Kurz vor 13.00 Uhr hatten wir nach 1:45 Stunden sehr vergnüglicher Kletterei das Routenende erreicht. Ein kurzes Fixseil würde hinauf ins einfache Gelände führen, wo man bei nachfolgenden Seilschaften auch zur Abseilpiste gelangen könnte, die wir damals nach der Surplomb Jaune genutzt hatten. Da wir alleine in der Wand waren, sparten wir uns diesen Aufwand und seilten gleich über die Route in die Tiefe. Steil, ja teilweise freihängend geht's gestreckte 50m hinunter zur Terrasse, wo sich Stand 2 befindet. Von da sind es dann weitere 40m bis zum Turnschuhdepot am Einstieg. Zufrieden mit der tollen Tour packten wir unsere Ware zusammen, stiegen ab zum Bikedepot und rollten in rauschendem Tempo zurück ins Tal - mit kurzem Zwischenstopp beim Brunnen mit 'eau potable' in Champcella, denn trotz der angenehmen Bedingungen hatte es doch einen rechten Durst gegeben.

Facts

Le Ponteil - Nid d'Aigle 6a (5c+ obl.) - 5 SL, 130m - JJ. & M. Rolland 1973 - ***;xxxx
Material: 2x50m-Seile, 10 Express

Kurze, aber eindrückliche MSL, welche dem leichtesten Weg durch eine irre steile Wand folgt. In den steilen Abschnitten warten anstrengende Verschneidungen und kräftige Henkeldächer. Auf den geneigteren Wandabschnitten findet man hingegen aussergewöhnliches Tropflochgestein, gerade für diesen tiefen Schwierigkeitsgrad.
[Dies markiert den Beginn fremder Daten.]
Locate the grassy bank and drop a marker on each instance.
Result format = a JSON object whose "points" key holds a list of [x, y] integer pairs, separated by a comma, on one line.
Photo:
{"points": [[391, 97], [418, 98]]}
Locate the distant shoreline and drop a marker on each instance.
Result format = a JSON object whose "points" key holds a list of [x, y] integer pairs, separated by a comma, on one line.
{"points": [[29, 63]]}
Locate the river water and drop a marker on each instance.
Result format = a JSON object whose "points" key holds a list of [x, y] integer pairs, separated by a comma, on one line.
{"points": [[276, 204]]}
Vielerorts liest man, die Route sei stark abgespeckt. Ich glaube, das teilweise wie marmoriert wirkende Gestein war da schon immer glatt. Logischerweise ist es nach 50 Jahren intensiver Nutzung nicht rauer geworden - aber lohnend Klettern kann man da auf jeden Fall noch immer. Mehr Argwohn verursachen mir hier schon die teilweise massiven, halb losgelösten, überhängenden Felspakete (welche die zu überkletternden Dächer definieren), die da in dieser Verschneidungslinie hängen. Für die geologische Ewigkeit haben die sicher nicht Bestand... doch wann deren Stunde gekommen ist, steht natürlich auch in den Sternen. Die Absicherung mit verzinkten BH ist gut, aber nicht so üppig, wie man es aus den teils sehr konsumentenfreundlich präpariertem JMC-Touren kennt. Eine 5c sollte man schon solide Vorsteigen können, damit man hier Spass hat. Topos findet man z.B. im Briançon Climbs, dem Oisans Nouveau, Oisans Sauvage, im Plaisir Sud oder im Topoguide Band II.